A iniciativa partiu da Entidade Regional de Turismo (ERT) do Alentejo, que se reuniu no Hilton Garden Inn Hotel, em Évora, no dia 6 deste mês, com entidades de várias áreas. Atores económicos e institucionais da região, incluindo associações empresariais, escolas profissionais, guias turísticos e hoteleiros, são alguns dos parceiros neste projeto.
Segundo a ERT, “o objetivo é preparar com tempo uma estratégia e um dispositivo operacional de acolhimento aos milhares de visitantes que demandarão a Évora e ao Alentejo em 2027, por ocasião da Capital Europeia da Cultura”.

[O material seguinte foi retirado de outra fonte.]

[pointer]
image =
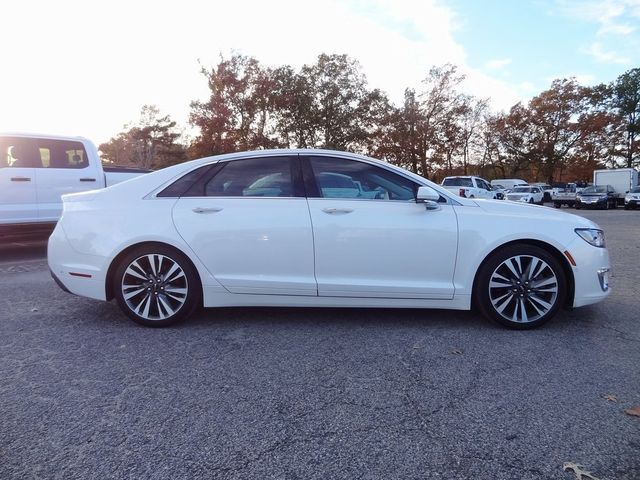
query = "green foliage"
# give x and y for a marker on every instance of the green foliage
(626, 101)
(565, 131)
(151, 143)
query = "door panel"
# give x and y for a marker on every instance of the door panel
(18, 195)
(374, 248)
(371, 238)
(251, 245)
(249, 224)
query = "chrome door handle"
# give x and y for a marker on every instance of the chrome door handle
(207, 210)
(337, 211)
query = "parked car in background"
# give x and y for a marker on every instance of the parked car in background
(36, 170)
(597, 196)
(526, 194)
(284, 228)
(469, 187)
(509, 183)
(546, 190)
(632, 199)
(564, 195)
(621, 180)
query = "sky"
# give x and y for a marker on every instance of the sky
(85, 68)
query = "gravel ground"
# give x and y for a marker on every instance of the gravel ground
(316, 393)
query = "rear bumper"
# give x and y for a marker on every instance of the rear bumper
(75, 272)
(58, 282)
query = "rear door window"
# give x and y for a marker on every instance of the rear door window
(255, 177)
(344, 178)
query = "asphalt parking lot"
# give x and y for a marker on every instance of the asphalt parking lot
(316, 393)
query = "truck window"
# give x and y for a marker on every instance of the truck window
(17, 152)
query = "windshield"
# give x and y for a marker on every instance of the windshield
(596, 189)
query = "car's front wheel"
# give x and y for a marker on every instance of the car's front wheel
(520, 286)
(156, 286)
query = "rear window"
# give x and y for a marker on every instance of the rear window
(457, 182)
(17, 152)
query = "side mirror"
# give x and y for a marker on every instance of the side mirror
(428, 196)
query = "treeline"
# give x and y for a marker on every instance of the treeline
(563, 133)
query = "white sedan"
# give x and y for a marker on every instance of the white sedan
(319, 229)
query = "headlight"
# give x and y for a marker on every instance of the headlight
(592, 236)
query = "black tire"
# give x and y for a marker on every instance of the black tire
(489, 299)
(152, 281)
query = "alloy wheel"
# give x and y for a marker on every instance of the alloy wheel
(523, 288)
(154, 287)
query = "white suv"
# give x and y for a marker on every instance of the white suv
(526, 194)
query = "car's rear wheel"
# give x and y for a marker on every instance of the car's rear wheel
(156, 286)
(520, 286)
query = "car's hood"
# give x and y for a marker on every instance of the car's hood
(535, 212)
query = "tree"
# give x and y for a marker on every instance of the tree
(151, 143)
(238, 114)
(626, 101)
(330, 105)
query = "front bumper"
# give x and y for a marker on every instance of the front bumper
(591, 273)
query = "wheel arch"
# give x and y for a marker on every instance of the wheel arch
(557, 254)
(113, 266)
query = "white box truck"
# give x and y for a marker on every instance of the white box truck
(621, 179)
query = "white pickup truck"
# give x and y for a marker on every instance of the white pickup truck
(469, 187)
(35, 170)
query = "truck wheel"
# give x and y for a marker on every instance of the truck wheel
(520, 286)
(156, 286)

Adiantou ainda que “mobilidade, informação, animação, fluidez na visita, acesso ao património, segurança, organização de cuidados de saúde e capacitação dos agentes e do tecido empresarial são algumas das dimensões que este plano irá abordar”.

Em declarações aos jornalistas, o presidente da ERT do Alentejo e Ribatejo, José Manuel Santos, explicou que “é um plano que tem como objetivo preparar as condições de acolhimento e de hospitalidade aos visitantes que irão acorrer em grande número a Évora e ao Alentejo em 2027, ainda que é previsível que esse fluxo comece a intensificar-se logo em 2026”.

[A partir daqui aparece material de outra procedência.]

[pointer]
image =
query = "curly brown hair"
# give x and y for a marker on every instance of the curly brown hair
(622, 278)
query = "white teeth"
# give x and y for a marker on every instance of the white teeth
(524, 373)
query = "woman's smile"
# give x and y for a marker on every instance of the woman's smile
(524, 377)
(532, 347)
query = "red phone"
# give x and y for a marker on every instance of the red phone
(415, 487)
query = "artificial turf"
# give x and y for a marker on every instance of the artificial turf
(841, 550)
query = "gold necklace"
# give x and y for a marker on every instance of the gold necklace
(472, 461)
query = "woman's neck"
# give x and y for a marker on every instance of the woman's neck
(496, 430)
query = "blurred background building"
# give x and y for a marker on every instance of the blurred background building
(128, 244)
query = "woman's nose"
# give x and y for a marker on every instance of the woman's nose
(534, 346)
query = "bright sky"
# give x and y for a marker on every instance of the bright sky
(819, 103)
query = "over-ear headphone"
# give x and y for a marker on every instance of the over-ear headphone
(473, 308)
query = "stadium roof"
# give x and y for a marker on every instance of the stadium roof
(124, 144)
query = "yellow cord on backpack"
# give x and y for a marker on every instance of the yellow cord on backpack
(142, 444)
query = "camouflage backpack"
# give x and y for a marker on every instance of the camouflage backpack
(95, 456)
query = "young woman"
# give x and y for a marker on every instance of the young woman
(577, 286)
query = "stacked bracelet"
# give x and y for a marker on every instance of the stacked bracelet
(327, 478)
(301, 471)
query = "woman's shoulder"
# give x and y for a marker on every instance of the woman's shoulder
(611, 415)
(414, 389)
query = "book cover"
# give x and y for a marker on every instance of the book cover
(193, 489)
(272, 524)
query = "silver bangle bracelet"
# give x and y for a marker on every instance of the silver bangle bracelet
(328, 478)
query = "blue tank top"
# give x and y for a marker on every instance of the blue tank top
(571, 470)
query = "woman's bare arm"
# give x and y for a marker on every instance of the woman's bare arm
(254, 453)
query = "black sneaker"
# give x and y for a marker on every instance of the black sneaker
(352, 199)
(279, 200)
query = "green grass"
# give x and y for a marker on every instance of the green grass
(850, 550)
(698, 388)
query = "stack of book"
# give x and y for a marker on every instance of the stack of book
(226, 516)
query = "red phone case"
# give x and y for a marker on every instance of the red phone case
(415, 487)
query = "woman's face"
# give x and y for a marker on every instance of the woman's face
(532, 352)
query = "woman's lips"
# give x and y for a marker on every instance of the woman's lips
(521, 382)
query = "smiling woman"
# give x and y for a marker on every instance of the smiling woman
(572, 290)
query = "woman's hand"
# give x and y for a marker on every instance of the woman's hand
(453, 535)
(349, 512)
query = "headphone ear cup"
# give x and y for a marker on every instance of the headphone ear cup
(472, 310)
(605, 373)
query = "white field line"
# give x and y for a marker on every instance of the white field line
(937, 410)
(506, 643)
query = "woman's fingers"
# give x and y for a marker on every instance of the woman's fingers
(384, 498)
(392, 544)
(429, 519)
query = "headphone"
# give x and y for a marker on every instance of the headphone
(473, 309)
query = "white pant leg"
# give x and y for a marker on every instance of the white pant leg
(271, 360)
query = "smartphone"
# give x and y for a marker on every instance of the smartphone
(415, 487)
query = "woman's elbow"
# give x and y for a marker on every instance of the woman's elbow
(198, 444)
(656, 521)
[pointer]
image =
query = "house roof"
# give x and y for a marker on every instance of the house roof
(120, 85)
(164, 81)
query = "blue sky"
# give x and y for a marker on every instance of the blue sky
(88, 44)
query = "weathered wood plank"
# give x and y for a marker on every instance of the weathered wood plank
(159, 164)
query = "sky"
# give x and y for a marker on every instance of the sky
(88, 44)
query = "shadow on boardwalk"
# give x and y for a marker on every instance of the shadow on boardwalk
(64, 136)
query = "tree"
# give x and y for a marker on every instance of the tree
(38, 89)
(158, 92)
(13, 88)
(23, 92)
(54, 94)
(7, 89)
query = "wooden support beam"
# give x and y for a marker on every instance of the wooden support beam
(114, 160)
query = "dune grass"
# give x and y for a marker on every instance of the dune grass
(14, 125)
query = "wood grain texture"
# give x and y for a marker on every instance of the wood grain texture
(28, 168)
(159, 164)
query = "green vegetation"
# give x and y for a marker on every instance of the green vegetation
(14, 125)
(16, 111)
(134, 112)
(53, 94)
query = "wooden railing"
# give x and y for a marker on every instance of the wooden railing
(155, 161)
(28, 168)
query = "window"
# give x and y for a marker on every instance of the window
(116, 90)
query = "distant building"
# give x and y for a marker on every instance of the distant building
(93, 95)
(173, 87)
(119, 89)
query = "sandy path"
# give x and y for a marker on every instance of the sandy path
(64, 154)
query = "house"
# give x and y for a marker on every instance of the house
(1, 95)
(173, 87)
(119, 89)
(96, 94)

Destacou que, “em Portugal, temos alguma experiência em grandes eventos”, exemplificando que “muito recentemente tivemos a Jornada Mundial da Juventude”.
José Santos disse ainda que, “neste caso, estamos a falar de um evento que não terá o mesmo impacto em termos de visitação, mas costumo dizer que a Capital Europeia da Cultura pode ser um pouco a nossa ‘pequena’ Expo98”.

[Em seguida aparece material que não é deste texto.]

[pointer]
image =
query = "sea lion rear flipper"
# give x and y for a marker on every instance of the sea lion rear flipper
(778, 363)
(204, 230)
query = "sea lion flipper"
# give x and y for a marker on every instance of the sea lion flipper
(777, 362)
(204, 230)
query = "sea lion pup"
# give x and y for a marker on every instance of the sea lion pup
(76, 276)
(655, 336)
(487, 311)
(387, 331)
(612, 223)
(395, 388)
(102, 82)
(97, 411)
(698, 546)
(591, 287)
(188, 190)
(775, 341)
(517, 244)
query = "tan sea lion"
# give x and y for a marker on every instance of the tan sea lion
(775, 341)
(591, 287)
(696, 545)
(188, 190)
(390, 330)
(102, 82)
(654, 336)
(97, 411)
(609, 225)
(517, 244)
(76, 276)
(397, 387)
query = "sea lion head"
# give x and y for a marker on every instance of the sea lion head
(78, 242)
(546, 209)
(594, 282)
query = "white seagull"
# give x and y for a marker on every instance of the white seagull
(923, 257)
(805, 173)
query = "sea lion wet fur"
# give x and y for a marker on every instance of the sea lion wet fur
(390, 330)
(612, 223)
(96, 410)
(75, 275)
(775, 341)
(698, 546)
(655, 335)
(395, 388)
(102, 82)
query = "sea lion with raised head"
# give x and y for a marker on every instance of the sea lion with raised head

Nesse sentido, alertou que “isso implica que tenhamos que criar condições ao nível da mobilidade, segurança, assistência médica, informação turística, estacionamento ou questões ligadas à proteção civil”, reiterando que “estamos a falar de grandes concentrações de pessoas que têm determinados níveis de risco, pelo que há legislação que enquadra esse tipo de questões”.
O presidente da Turismo do Alentejo e Ribatejo especificou ainda que, “além desta dimensão mais externa à visitação turística, este plano contempla também uma dimensão mais interna relacionada com o ecossistema turístico, que passa por prepararmos e capacitarmos o nosso aparelho de oferta, ao nível dos hotéis, restaurantes ou comércio, por exemplo”.
Na sua opinião, “esta é uma oportunidade única que Évora e o Alentejo têm porque é a primeira vez que a região recebe um título internacional”, sublinhando que “temos de ter consciência de que a Capital Europeia da Cultura, especialmente para um determinado segmento de mercado, vai suscitar a vinda de pessoas à cidade e à região que se não houvesse título não viriam”.

José Santos focou ainda “o impacto que isto tem para turistas não europeus, pensar que Évora vai ser a Capital Europeia da Cultura, as pessoas vão sentir-se ‘no centro da Europa’, é uma grande responsabilidade e temos de criar uma imagem muito positiva e favorável”, lembrando ainda “as muitas partilhas que vão ser feitas nas redes sociais”.
Quanto ao Plano de Acolhimento e Hospitalidade, evidenciou também que “serve para definir as medidas, as ações e as fontes de financiamento com tempo, que já não é muito, mas ainda assim estamos a prepará-lo em 2024”.
O mesmo responsável revelou que “queremos tê-lo pronto, numa primeira fase, até março de 2025 e depois, até ao final de 2025, procurar desenvolvê-lo e financiar as medidas que precisem de financiamento”, frisando que “queremos implementá-lo em 2026 e, obviamente, continuá-lo em 2027”.
Realçou ainda que “estamos a falar de um plano cujo custo é integralmente assumido pela ERT do Alentejo e Ribatejo, mas que conta com uma série de parceiros de diferentes áreas”, constatando que, “embora o plano esteja centralizado em Évora, vai ter depois algumas ações de irradiação para a restante região”.